There are four public universities in Malawi, namely Mzuzu University, Lilongwe University of Agriculture and Natural Resources, Malawi University of Science and Technology, and the University of Malawi founded in 1964. The University of Malawi has following constituent colleges: Chancellor College, College of Medicine, Kamuzu College of Nursing and The Polytechnic.
The quality of university education is generally good, especially at the College of Medicine and Kamuzu College of Nursing. The Law and Education faculties at Chancellor College are rated highly. The University of Mzuzu, a second state university, opened in late 2000. The Lilongwe University of Agriculture and Natural Resources came after the merging of Bunda College, Natural Resources College, and Mwinba Agriculture Institute in 2010. And the newly built Chinese funded Malawi University of Science and Technology opened in 2014.
Kamuzu Academy was built as the personal education project of Kamuzu Banda in Kasungu and is a boarding school for pupils in the 11 to 18 age range. Until his death in 1997, only white people were allowed to teach. The Academy is called the “Eton of Africa”, and follows a strict British curriculum.

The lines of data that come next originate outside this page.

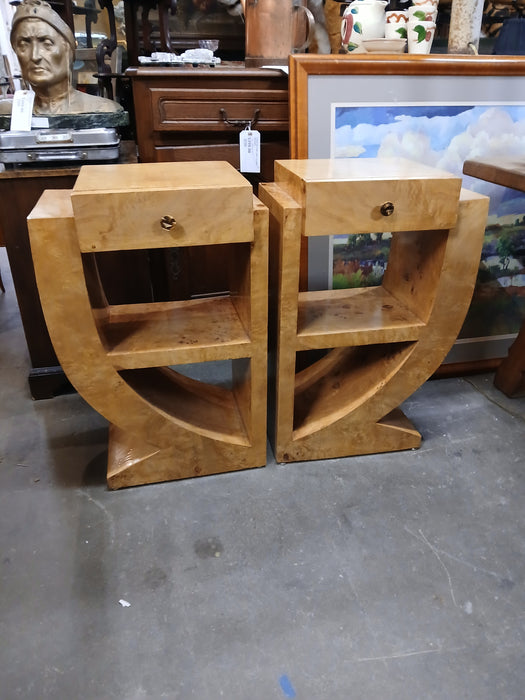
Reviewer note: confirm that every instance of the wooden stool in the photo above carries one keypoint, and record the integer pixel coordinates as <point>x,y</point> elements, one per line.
<point>379,344</point>
<point>163,424</point>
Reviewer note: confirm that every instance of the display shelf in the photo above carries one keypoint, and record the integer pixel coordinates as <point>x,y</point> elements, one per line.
<point>211,411</point>
<point>166,333</point>
<point>362,316</point>
<point>163,424</point>
<point>380,343</point>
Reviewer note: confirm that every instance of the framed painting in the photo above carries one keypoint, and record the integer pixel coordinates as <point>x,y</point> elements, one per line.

Two students from each district were offered scholarships, which allowed poor children to gain access to a world-class education. The scholarships were stopped by the Bakili Muluzi administration but later resumed by Bingu wa Mutharika. Many teachers now are black Africans, though a black man or woman has yet to head the exclusive educational institution. Many African presidents used to send their children to the Academy.